La noche más tétrica que pasé en el hospital fue producto de una infección en la orina, en donde tuve que aguardar toda una noche con cistitis hasta que me hicieron el examen de orina. Mi mamá caminó kilómetros para llevarme el medicamento para la cistitis un domingo en la tarde, pero el personal no me lo hizo llegar a tiempo.

¿Felizmente? me dieron el alta con diagnóstico de depresión mayor, y estuve en control anual en esa institución, hasta que otra psiquiatra me dijo que mi medicación debía ser de por vida. 

Yo honestamente pienso que mi vida no va a arreglarse a fuerza de antidepresivos, porque en todo este tiempo, todavía fui incapaz de autogestionar mis emociones; mis heridas del pasado continúan ahí, mis relaciones interpersonales y profesionales siguen hiriéndome, sigo repitiendo mis patrones, mi autoestima hundida, y además de todo, había subido de peso y perdido la capacidad de sentir dolor y placer, en absoluto.

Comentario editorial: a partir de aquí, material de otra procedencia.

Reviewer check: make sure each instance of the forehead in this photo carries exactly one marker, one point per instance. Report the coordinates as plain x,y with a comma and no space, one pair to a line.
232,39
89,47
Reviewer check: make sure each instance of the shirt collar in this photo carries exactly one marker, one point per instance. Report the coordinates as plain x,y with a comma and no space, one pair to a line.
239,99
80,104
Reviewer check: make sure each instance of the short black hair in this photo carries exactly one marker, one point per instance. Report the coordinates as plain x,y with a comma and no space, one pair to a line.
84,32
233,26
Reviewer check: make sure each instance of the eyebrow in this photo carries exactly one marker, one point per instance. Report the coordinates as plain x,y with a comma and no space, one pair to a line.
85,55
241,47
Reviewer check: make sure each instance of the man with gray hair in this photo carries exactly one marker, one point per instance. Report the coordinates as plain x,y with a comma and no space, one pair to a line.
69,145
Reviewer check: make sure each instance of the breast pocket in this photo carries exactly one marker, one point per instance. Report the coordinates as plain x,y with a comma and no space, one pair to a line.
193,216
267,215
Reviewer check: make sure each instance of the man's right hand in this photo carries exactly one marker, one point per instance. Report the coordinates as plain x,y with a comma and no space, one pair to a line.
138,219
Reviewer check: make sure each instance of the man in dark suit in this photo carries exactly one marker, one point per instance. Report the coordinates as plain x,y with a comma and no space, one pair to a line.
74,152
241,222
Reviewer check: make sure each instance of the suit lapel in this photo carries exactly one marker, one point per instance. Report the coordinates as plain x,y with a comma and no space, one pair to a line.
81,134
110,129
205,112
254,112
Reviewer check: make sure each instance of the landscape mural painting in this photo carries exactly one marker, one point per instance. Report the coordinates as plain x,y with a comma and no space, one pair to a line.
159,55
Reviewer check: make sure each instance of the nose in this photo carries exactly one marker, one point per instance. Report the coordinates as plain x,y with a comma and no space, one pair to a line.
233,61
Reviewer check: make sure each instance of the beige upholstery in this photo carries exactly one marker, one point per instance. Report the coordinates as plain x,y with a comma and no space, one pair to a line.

Y aunque hoy toda la situación en mi familia ha cambiado, y mis familiares han mejorado su actitud, yo siento que sigo estática, mientras me encuentro en el mismo hogar en el que sufrí tanto dolor, recorriendo la misma ciudad en la que alguna vez fui feliz y hoy desconozco por completo, viviendo en el mismo país que paradójicamente ya no existe, mientras perdí casi una década de mi vida recordando lo que un día fue, y anhelando lo que podría ser. 

En verdad agradezco también el empeño que ha tenido mi madre y mi familia por cambiar de actitud y por apoyarme en mis proyectos personales, pero esta historia resuena en mi mente una y otra vez cada vez que los veo o escucho sus voces, mientras el sentimiento de nunca haber sido querida en la vida, no se va. 

Aunque sé que cada persona está librando una batalla personal, que cada quien hizo lo mejor que pudo con lo que tenía y estoy consciente de que a mis propios errores nada los eximirá, no puedo evitar sentir que el mundo me debe una disculpa. 

Lamentablemente aquella no fue la última ocasión en la que quise morir, pero esa ya es otra parte de esta historia.